Over the past few years, I’ve been fortunate to spend time with some exceptional leaders. People who lead with integrity and purpose and are mindful of their teammates.
In life, we all have many teams that we belong to, including our families, friends, colleagues and recreational groups. I think success in life comes to people who value the teams they are on and put effort into understanding team dynamics. It’s not only the person who wins the award, gets a promotion or earns a medal who did all the hard work.
One of my favourite stories showcasing this is how rower Jennifer Walinga received a gold medal in the Olympics.
The story begins back in 1988, when Walinga was on Team Canada for rowing. Many of the dominating teams in the sport were obviously using performance-enhancing drugs and were winning all the medals.
“We were discouraged, but we wanted to find a way to win,” said Walinga, explaining Team Canada wanted to win without doping. “We trained non-stop and we trained with and against each other, switching it up all the time.”
The team set high goals for itself and created an intense training schedule and regime that eventually paid off.
At the 1992 Summer Olympics in Barcelona, Spain, Team Canada won gold medals for each event it entered, totalling four medals.
“We showed the world that you didn’t need to take drugs to win,” Walinga said.
Walinga was scheduled to compete in two of these events, but was unable to race.
“A week before the final, we decided it was too risky,” said Walinga. She had to pull herself from the competition. She was healing from an injury and didn’t want her injury to compromise the event.
This was a tough choice for Walinga, who was a leader on the team with the important role of sitting at the front of the boat and setting the pace and rhythm of all the rowers.
“I knew that it would be OK because the rhythm was imbedded from all of our training,” said Walinga, crediting it to the hard work and intense training of the team.
Walinga made this decision to have a spare compete in the Games because not only was it the best decision for her team, it was also a healthy choice for her to not injure herself any further.
An interesting detail in the sport of rowing is that only the rowers in the boat during an event will win a medal. In other team sports, such as hockey, the entire team will earn a medal, even if their skates never scratch the ice.
After the Games, Walinga attended a wedding with several other athletes, and her teammate Brenda Taylor called her over and said she had something to give her. She then handed Walinga one of the gold medals she earned.
At first Walinga declined it, but after some coaxing by Taylor, she accepted it.
“Brenda said to me: ‘You need it because it symbolizes what we did as a team,’ ” Walinga said.
This is such a great story on so many levels. Even if Walinga was unable to compete at the Games, all her hard work, dedication and training with her team played a significant role in the win.
Taylor honouring Walinga for her efforts is a true demonstration of excellence. It’s not just the people who pass finish line who succeed.

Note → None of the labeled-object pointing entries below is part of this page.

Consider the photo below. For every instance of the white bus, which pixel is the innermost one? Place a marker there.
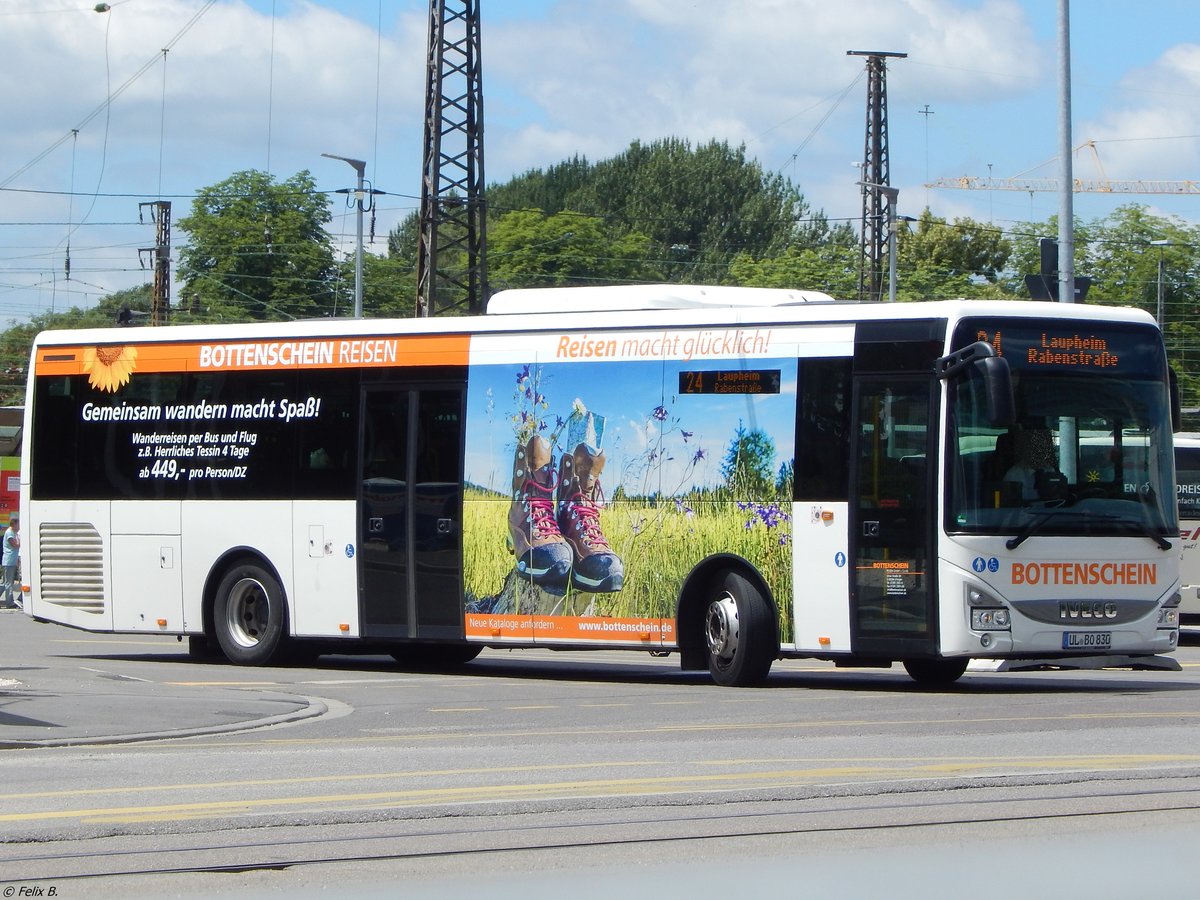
(1187, 475)
(733, 475)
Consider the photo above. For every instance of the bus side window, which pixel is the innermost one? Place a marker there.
(822, 425)
(1187, 477)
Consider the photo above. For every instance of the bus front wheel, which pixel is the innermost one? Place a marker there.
(739, 630)
(250, 618)
(936, 672)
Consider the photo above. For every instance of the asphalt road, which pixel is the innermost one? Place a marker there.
(129, 767)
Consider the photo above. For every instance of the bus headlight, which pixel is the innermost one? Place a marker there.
(987, 612)
(989, 619)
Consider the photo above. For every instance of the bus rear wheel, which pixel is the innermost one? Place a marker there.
(936, 672)
(251, 622)
(739, 630)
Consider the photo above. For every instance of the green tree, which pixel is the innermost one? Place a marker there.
(389, 287)
(258, 250)
(831, 268)
(940, 259)
(749, 463)
(529, 249)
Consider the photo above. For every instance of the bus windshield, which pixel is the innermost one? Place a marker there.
(1090, 451)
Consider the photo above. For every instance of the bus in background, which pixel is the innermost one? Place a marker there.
(1187, 475)
(731, 474)
(11, 421)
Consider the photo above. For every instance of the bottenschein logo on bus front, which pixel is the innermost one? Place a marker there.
(1085, 574)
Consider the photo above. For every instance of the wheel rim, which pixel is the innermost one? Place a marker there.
(721, 628)
(247, 612)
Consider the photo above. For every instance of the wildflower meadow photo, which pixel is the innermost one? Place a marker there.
(593, 487)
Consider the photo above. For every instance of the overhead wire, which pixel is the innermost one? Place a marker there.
(109, 99)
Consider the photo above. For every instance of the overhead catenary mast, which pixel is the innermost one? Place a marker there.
(451, 270)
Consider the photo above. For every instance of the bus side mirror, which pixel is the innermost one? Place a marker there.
(1176, 403)
(979, 360)
(997, 387)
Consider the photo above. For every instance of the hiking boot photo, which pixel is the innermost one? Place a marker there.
(543, 555)
(595, 568)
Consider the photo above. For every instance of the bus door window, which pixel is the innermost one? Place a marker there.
(384, 511)
(892, 580)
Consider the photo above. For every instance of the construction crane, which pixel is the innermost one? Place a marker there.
(1079, 185)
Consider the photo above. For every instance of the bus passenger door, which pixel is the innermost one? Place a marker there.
(411, 513)
(891, 534)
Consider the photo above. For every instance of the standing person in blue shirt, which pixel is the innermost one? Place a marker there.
(11, 561)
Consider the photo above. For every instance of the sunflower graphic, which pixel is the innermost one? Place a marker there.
(109, 367)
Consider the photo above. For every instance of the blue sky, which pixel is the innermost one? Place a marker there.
(273, 84)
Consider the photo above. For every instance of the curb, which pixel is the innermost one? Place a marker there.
(312, 708)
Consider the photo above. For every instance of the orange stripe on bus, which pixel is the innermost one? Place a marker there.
(358, 352)
(591, 629)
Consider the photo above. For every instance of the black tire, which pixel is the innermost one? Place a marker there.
(739, 630)
(436, 655)
(936, 672)
(250, 618)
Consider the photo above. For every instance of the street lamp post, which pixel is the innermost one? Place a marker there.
(1162, 267)
(360, 168)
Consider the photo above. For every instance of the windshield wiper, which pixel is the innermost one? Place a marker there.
(1129, 525)
(1047, 515)
(1137, 527)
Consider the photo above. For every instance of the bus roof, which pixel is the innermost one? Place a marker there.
(645, 297)
(558, 310)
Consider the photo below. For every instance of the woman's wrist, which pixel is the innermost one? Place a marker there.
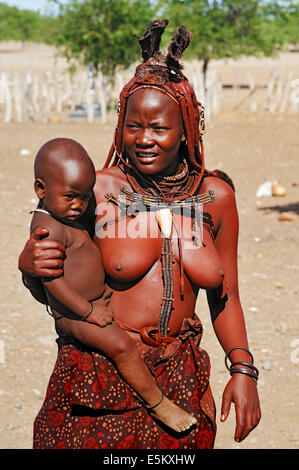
(243, 366)
(31, 282)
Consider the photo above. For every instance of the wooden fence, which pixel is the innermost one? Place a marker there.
(36, 97)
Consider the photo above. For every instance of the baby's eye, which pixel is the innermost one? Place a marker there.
(86, 197)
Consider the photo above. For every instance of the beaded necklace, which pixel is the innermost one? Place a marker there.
(147, 198)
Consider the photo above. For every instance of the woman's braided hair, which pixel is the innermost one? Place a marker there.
(165, 73)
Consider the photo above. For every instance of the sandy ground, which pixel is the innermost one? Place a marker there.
(252, 148)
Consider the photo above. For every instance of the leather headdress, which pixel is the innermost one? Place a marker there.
(165, 73)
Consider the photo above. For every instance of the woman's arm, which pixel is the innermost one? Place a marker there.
(229, 323)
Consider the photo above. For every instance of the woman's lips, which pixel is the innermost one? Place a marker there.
(146, 158)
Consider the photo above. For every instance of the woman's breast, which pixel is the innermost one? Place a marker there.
(133, 246)
(201, 263)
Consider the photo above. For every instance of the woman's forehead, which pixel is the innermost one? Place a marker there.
(152, 100)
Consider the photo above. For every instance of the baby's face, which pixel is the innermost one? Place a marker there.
(67, 197)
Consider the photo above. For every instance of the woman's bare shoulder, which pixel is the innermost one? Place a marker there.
(223, 191)
(108, 180)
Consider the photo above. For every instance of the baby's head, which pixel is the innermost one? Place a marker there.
(64, 178)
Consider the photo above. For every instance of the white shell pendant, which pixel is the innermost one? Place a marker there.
(164, 219)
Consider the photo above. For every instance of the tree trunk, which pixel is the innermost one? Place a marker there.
(206, 61)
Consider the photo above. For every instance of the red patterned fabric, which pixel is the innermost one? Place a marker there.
(89, 406)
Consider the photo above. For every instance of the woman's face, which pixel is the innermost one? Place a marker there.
(153, 132)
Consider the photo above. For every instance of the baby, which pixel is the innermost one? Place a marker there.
(64, 180)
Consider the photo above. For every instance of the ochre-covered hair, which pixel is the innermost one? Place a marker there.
(165, 73)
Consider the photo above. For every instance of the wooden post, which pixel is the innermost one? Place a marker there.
(275, 103)
(89, 100)
(236, 86)
(270, 89)
(287, 89)
(18, 97)
(101, 97)
(252, 87)
(7, 95)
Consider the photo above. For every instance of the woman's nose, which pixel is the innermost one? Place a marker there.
(144, 138)
(76, 203)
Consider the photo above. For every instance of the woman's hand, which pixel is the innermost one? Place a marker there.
(41, 257)
(242, 391)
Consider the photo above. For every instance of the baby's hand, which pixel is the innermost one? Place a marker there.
(101, 315)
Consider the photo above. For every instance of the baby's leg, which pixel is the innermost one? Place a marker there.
(121, 348)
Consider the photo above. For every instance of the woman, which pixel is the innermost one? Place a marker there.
(166, 227)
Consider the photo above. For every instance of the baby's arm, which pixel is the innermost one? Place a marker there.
(63, 292)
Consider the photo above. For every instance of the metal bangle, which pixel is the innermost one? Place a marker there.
(243, 371)
(154, 406)
(88, 314)
(231, 350)
(246, 364)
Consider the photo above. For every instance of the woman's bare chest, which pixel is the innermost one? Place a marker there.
(130, 248)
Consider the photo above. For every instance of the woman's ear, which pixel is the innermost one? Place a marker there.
(40, 188)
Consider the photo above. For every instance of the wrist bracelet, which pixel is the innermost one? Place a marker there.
(243, 371)
(233, 349)
(253, 372)
(88, 314)
(246, 364)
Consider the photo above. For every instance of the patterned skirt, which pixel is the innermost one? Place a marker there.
(88, 405)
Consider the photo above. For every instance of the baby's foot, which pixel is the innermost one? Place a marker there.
(172, 415)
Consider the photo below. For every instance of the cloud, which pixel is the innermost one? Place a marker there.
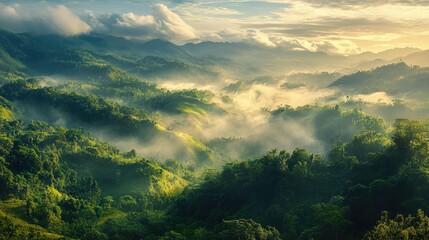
(256, 37)
(365, 3)
(162, 23)
(41, 20)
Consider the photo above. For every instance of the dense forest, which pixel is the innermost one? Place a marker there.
(94, 146)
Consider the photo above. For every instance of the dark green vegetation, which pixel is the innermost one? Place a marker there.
(91, 150)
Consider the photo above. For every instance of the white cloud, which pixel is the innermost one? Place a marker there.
(254, 36)
(41, 20)
(162, 23)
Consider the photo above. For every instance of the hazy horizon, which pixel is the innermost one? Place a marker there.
(343, 27)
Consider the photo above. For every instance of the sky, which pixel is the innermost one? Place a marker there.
(335, 26)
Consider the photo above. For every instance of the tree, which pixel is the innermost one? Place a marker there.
(410, 228)
(247, 229)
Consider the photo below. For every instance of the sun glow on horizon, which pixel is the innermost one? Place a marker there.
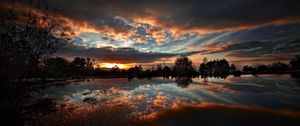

“The medal is a symbol of excellence, and it’s about how you earned it, whether it’s sacrificing your seat or training with integrity,” Walinga said.
Walinga and Taylor are still close friends and continue to row together and compete with a team. In October, they and their teammates won a gold medal at an international regatta in Boston.
“I was 27 when my team won its gold medals at the Olympics, and now 27 years later, we won this gold medal.”
Walinga is a professor and program head in the school of communications at Royal Roads University. She works to inspire others by teaching leadership development through sport at Royal Roads, working with Rugby Canada and Rowing Canada. Walinga is seeking teams of all levels interested in participating in her research.
Charla Huber works in communications and Indigenous relations for M’akola Group of Societies.